Question 36
Content Domain 2: Exploratory Data AnalysisA data scientist is preparing a dataset that includes a free-text product description field for use in a machine learning model. Which feature engineering technique is most appropriate as the first step to convert that text into model-usable units?
Correct answer: B
Explanation
Tokenization is used to split raw text into smaller units, such as words or subwords, so the text can be transformed into features for modeling. Other feature engineering methods address different data issues, such as categorical representation, grouping values, or reducing feature count. — Source material: Analyze and evaluate feature engineering concepts; Key terms include binning, tokenization, outliers, synthetic features, one-hot encoding, and reducing dimensionality of data.
Why each option is right or wrong
A. Apply binning to group the text into numeric ranges
Binning groups values into intervals, not free-text into language units for modeling.
B. Use tokenization to split the text into smaller units
The source material identifies tokenization as a feature engineering concept specifically suited to text data.
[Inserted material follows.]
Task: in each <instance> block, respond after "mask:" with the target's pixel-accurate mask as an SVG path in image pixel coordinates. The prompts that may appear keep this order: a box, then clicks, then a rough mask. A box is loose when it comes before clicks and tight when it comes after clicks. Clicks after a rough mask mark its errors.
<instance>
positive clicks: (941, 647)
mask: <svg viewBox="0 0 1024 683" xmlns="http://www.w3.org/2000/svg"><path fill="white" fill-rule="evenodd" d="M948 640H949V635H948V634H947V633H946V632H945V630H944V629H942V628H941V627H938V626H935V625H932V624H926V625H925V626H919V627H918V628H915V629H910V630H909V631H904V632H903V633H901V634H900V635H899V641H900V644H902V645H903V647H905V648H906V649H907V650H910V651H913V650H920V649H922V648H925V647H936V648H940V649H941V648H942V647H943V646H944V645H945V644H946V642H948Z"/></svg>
Because the field contains free-text product descriptions, the appropriate first step is to break the text into smaller units that can later be represented as features for the model.
C. Use one-hot encoding to detect unusual text values
One-hot encoding represents categorical values; it does not first divide raw text into words or subwords.
D. Reduce dimensionality before extracting any text elements
Reducing dimensionality is used after features exist; raw text must first be converted into usable components.